Variables that Affect Dashboard Performance

You’ve spent days working on a new dashboard and are ready to demo it to your users but it’s just not performing up to expectations. We’ve all heard the statistics about a user’s attention span and how long they might be willing to wait for a response to a click before they lose focus and patience. This is can be a significant problem for dashboard developers who are working with large data volumes hosted on databases over which they have no control. No matter how beautiful and valuable the information you are presenting is, if it does not perform people will not use it.

In this blog post I plan to discuss some of the variables that can affect dashboard performance and help you put together a recipe for highly performant dashboards and reports.

Performance Variables

Dashboard performance is driven primarily by 11 variables which together dictate how responsive your dashboard will be. The following diagram summarizes how these variables impact overall dashboard performance.

Dashboard Performance Variables

Caching Capabilities

We’ll start with the variable that many beginner dashboard developers view as the silver bullet for addressing dashboard performance. Just extract the data and cache it. The leaders in the data viz space (Tableau, Qlik) both offer proprietary caching layers which in many cases can solve a multitude of performance problems. These caching mechanisms basically extract the data from source database and create a replica on the host server that is compressed in an in-memory format and optimized to the vendors calculation and rendering engine eliminating round trips to the database every time a user interacts with a dashboard.

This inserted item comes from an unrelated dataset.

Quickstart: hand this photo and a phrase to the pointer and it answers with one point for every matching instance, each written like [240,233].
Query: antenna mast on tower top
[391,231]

These capabilities, while very effective do have limitations which should be considered and in certain cases may make caching a non-starter. These limitations include:

  • Size limitations – Depending on the size of your underlying data set, you may not be able to fit all of the data required into memory. This can be particularly true for addressing requirements that necessitate access to full historical data for trending, time series analysis or period over period comparisons.
  • Latency – The size of your underlying database and the transformations you build into your caching job will dictate the time required to generate your cache files. This may make high performance/low-latency dashboarding requirements very difficult to achieve for large complex data sets.
  • Fine Grained Data Access Controls – Larger organizations will undeniably have use cases which restrict what information one user might have access to vs another. These can be regional, departmental or customer based restrictions. While the leaders in this space all provide robust data entitlement capabilities, this will likely require a redundant access control solution in your caching layer from the access controls which might exist in your data lake/mart/reservoir/etc. Data access controls can get quite complex and having redundant solutions will lead to inefficiencies and the potential for those access controls to get out of sync.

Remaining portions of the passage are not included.